How do we remember the counts of ancestor nodes, when we are analyzing the counts of the current nodes?

It could be possible that the ancestor might not be immediately present, it could be far away at previous levels also.

Is there any algorithm that could solve the problem? I would really appreciate the help.

You can build a graph $G'=(V,E')$ that comprises the same set of vertices $V$ from the input graph $G=(V,E)$ and whose set of edges $E'$ includes an edge $(v,u)$ for every edge $(u,v) \in E$. That is, $G'$ is the same graph as $G$, but with the edges reversed; therefore, $G'$ is also topologically sorted (in the same way as $G$, but in the opposite direction).
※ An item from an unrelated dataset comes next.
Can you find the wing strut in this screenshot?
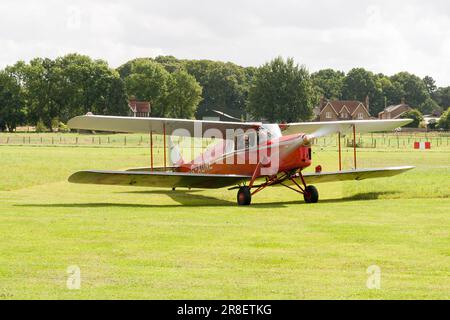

You are looking for the number of successors (+1) of every vertex in $G'$. This can be found using depth-first search, starting a new traversal from every vertex and counting the nodes that you find. The running time of this algorithm is $O(mn)$, where $n$ is the number of vertices of the graph and $m$ is the number of edges. D.W.'s answer provides some useful links with approaches with slightly better running times.
If the original value of count is 1 in every node, then this is the problem of counting the number of successors of each node in a dag. That problem is discussed in https://cstheory.stackexchange.com/q/553/5038, which cites the best algorithms known for this problem. For sparse graphs, it is hard to do much better than running DFS separately from each vertex, which has running time approximately $O(VE)$. For dense graphs, you can build an algorithm whose running time is $O(V^\omega)$, where $\omega$ is the exponent for fast matrix multiplication ($\omega \approx 2.8$ in practice).